Dahlia is a typed imperative programming language for designing FPGA accelerators. It targets High-Level Synthesis toolchains such as Vivado HLS as its compilation target. Dahlia aims to reduce pitfalls of HLS programming, from simple interface issues which are not checked by vendor tools to complex and unsuspecting behavior due to interaction between different optimizations.

What is predictable accelerator design?

High performance HLS designs require tuning hardware optimizations such as loop unrolling, pipelining, memory banking etc. These parameters have subtle interactions with each other and design constraints of FPGA programming.
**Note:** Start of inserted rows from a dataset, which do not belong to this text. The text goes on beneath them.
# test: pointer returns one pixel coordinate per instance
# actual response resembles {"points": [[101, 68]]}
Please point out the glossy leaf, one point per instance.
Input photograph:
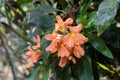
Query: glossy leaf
{"points": [[106, 12], [1, 3], [61, 73], [34, 73], [85, 69], [46, 73], [99, 45]]}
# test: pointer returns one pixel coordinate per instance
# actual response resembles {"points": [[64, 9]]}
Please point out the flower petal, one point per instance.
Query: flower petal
{"points": [[68, 21], [63, 51], [77, 28], [63, 61], [60, 21], [78, 51]]}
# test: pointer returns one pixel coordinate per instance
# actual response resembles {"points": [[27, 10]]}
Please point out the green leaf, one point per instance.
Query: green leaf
{"points": [[99, 45], [85, 69], [34, 73], [106, 12], [1, 3], [61, 73]]}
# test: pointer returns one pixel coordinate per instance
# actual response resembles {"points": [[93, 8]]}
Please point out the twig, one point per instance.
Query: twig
{"points": [[10, 59], [12, 29]]}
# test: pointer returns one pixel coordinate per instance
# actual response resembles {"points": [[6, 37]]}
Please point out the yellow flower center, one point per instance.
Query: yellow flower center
{"points": [[62, 44], [72, 34]]}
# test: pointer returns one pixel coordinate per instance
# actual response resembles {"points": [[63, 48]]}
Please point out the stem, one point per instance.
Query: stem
{"points": [[10, 59], [12, 29]]}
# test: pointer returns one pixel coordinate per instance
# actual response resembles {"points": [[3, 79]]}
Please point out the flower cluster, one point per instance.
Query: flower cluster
{"points": [[66, 40], [33, 53]]}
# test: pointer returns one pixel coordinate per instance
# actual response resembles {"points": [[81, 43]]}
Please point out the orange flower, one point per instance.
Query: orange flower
{"points": [[69, 42], [61, 25], [37, 46], [54, 46], [32, 57], [63, 61], [74, 36], [78, 50], [63, 51], [51, 36]]}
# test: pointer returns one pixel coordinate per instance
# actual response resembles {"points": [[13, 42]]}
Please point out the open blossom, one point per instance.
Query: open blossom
{"points": [[32, 54], [62, 25], [68, 43], [74, 36]]}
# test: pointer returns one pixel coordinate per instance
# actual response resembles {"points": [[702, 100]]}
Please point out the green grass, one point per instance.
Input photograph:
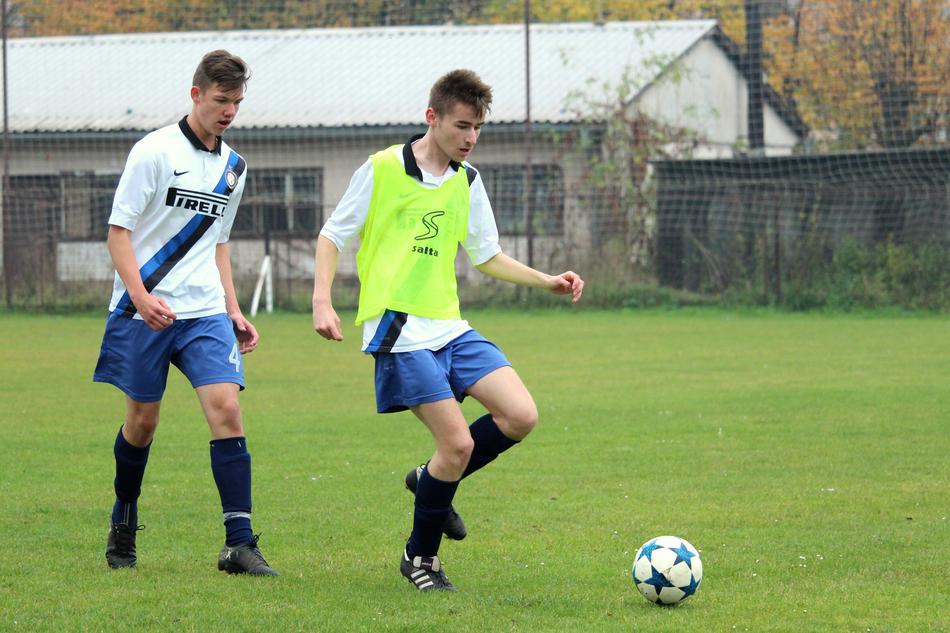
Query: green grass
{"points": [[806, 456]]}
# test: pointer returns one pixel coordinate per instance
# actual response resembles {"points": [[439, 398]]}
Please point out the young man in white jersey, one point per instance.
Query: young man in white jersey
{"points": [[174, 302], [413, 205]]}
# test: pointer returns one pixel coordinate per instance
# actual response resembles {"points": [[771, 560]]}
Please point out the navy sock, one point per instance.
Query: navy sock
{"points": [[231, 467], [130, 464], [433, 500], [490, 442]]}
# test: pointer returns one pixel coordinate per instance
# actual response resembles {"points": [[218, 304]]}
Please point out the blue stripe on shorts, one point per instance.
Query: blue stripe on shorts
{"points": [[406, 379]]}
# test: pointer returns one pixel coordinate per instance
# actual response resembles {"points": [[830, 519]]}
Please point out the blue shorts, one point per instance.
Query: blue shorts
{"points": [[405, 379], [135, 358]]}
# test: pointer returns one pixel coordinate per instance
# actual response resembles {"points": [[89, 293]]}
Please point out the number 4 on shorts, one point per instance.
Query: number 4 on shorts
{"points": [[235, 358]]}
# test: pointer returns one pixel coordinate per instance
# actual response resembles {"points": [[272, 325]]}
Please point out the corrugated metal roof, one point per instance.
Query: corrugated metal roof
{"points": [[328, 77]]}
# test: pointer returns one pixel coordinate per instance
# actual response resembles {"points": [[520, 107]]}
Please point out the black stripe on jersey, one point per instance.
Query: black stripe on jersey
{"points": [[203, 195], [392, 334], [153, 280]]}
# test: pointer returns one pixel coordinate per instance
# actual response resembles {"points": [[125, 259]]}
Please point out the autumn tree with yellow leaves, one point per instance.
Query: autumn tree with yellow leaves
{"points": [[869, 72], [862, 73]]}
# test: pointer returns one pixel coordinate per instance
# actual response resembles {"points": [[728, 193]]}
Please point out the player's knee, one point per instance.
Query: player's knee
{"points": [[460, 451], [520, 421], [226, 415], [140, 426]]}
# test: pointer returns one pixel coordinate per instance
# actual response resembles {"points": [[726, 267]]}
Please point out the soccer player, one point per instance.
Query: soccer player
{"points": [[174, 301], [412, 205]]}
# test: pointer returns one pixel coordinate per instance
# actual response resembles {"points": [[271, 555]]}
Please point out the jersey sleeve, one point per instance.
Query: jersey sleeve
{"points": [[481, 242], [234, 201], [351, 212], [138, 184]]}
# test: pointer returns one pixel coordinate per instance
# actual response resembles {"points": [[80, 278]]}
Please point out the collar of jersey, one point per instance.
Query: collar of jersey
{"points": [[412, 168], [193, 138]]}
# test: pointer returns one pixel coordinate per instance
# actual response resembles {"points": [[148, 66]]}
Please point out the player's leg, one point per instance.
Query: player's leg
{"points": [[435, 489], [135, 359], [131, 448], [208, 356], [512, 415]]}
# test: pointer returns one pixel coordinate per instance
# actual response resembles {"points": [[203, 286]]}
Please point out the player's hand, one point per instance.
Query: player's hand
{"points": [[326, 322], [155, 312], [569, 283], [245, 332]]}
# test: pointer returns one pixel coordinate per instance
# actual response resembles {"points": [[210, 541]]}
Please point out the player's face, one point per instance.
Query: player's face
{"points": [[456, 132], [215, 108]]}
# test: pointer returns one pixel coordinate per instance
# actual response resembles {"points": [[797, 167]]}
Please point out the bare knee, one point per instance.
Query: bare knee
{"points": [[455, 454], [141, 420], [224, 418], [517, 422]]}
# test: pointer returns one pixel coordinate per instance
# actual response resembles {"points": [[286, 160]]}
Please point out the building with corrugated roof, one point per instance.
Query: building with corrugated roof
{"points": [[321, 100]]}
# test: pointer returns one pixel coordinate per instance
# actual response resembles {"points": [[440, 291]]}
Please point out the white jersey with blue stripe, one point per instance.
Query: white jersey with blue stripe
{"points": [[179, 201]]}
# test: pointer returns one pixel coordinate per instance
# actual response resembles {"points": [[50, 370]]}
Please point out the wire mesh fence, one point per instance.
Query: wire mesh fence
{"points": [[776, 151]]}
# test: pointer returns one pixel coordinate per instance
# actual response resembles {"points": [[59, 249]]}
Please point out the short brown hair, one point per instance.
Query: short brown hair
{"points": [[222, 68], [460, 86]]}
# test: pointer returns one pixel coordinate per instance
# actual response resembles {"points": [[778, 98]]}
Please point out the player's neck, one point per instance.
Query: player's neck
{"points": [[209, 139], [429, 156]]}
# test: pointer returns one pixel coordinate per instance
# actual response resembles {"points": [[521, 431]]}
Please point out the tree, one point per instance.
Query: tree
{"points": [[890, 84]]}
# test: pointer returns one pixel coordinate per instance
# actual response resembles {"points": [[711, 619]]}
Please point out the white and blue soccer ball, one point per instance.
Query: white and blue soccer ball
{"points": [[667, 570]]}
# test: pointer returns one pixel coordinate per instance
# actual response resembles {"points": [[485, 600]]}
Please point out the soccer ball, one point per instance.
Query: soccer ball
{"points": [[667, 570]]}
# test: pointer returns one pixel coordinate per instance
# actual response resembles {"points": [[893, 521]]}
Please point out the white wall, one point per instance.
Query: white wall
{"points": [[706, 93]]}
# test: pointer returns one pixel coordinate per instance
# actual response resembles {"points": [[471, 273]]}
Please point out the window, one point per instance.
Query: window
{"points": [[505, 186], [280, 201]]}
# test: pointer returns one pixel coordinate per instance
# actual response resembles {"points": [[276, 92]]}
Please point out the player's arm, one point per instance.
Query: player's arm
{"points": [[345, 221], [511, 270], [244, 330], [155, 312], [326, 322]]}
For example, when a parallel loop tries to read five values from a memory that can only service two reads per cycle, the HLS compiler will multiplex the reads and spread them across multiple cycles. This will result in a design that consumes more area for the parallel loop body with suboptimal improvement in performance.
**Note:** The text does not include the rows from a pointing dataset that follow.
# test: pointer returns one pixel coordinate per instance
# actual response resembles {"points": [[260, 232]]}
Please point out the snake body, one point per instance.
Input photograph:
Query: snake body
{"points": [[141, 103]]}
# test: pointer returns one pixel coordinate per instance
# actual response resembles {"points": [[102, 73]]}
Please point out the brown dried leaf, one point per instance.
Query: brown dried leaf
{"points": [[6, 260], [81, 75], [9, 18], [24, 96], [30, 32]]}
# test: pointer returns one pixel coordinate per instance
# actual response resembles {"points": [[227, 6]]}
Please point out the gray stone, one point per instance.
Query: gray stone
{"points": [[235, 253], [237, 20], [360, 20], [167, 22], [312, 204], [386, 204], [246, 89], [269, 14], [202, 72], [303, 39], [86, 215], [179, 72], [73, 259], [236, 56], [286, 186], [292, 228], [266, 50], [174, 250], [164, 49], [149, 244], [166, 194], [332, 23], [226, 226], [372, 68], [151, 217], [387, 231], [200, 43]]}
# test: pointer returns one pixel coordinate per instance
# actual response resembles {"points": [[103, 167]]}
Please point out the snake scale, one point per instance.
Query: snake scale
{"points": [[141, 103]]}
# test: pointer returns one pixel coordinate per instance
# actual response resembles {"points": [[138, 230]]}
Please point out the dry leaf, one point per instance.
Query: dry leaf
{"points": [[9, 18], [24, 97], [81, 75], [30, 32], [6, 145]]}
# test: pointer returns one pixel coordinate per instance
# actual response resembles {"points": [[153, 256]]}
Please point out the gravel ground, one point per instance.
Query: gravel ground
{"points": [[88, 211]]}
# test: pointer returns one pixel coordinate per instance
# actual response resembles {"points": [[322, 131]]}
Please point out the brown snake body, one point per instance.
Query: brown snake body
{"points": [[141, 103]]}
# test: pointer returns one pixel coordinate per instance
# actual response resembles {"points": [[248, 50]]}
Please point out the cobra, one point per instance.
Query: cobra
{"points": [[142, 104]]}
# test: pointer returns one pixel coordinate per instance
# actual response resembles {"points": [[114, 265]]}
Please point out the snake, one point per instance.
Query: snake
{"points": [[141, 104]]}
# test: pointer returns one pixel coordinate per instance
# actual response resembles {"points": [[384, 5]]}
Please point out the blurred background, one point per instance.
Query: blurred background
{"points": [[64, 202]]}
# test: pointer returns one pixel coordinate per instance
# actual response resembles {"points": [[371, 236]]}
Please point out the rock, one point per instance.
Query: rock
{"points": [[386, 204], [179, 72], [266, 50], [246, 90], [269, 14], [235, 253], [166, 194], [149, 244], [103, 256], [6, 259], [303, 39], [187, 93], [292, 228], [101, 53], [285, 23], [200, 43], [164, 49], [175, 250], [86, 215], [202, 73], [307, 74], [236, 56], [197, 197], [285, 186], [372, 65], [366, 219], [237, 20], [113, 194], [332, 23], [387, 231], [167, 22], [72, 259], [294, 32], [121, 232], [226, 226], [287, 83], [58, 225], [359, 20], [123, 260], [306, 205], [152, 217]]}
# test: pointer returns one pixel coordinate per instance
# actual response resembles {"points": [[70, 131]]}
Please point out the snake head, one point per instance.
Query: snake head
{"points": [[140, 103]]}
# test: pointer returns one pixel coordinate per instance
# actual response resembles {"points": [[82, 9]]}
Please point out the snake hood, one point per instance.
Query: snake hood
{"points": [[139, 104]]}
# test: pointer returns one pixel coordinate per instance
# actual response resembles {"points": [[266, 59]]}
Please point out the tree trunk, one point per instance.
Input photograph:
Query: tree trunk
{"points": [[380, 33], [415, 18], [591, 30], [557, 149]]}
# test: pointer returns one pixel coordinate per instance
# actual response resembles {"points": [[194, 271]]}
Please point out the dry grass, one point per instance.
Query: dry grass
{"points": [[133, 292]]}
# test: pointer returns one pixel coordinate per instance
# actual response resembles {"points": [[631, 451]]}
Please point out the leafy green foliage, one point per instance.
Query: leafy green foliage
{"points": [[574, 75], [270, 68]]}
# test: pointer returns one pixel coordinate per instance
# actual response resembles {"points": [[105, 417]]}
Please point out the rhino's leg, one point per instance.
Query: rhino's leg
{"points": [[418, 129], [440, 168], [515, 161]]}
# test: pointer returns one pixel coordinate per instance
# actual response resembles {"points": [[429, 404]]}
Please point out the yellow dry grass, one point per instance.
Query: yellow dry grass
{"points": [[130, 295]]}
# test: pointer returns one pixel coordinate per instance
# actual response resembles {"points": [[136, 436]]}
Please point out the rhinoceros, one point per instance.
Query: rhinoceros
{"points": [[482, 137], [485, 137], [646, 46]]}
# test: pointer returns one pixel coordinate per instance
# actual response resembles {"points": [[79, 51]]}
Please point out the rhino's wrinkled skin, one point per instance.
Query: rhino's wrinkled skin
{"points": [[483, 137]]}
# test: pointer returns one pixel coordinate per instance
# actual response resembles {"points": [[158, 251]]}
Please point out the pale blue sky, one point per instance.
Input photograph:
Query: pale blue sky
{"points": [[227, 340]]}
This is unpredictable design–FPGA designs should improve latency when loop bodies run in parallel. Dahlia statically reasons about memory use and rejects designs that don’t behave predictably.

Why design a new language?

Dahlia implements its own language constructs and semantics to cleanly reason about HLS programs and explore new ideas. Concepts such as logical time steps and affine reasoning are not commonly supported in modern programming languages. Implementing our own compiler and type checker simplifies these implementation challenges.

How does Dahlia work?

Hardware resources are reused through time-multiplexing—the compiler separates resource use in time by reasoning about use locations and latencies and guarantees that they are never used in a conflicting manner. In order to model this, Dahlia extends affine types with a notion of time-sensitivity.

At a high level, Dahlia guarantees that complex time-multiplexing is represented in the source program. By default, Dahlia rejects programs with complex memory access patterns that require extensive compiler transformations to be implemented as hardware. Instead of relying on the compiler to automatically generate additional hardware, Dahlia requires the programmer to explicitly choose complex transformations.


Projects

Dahlia is built and maintained by the CAPRA research group at Cornell University.

As a part of the Dahlia project, have built and open-sourced several research artifacts:

  • Dahlia: A compiler from Dahlia to HLS C.
  • Dahlia Evaluation: Large scale evaluation of the Dahlia compiler.
  • FuTIL: An Intermediary Representation (IR) for HLS.
  • Polyphemus: A framework for managing large scale, distributed experiments with AWS F1.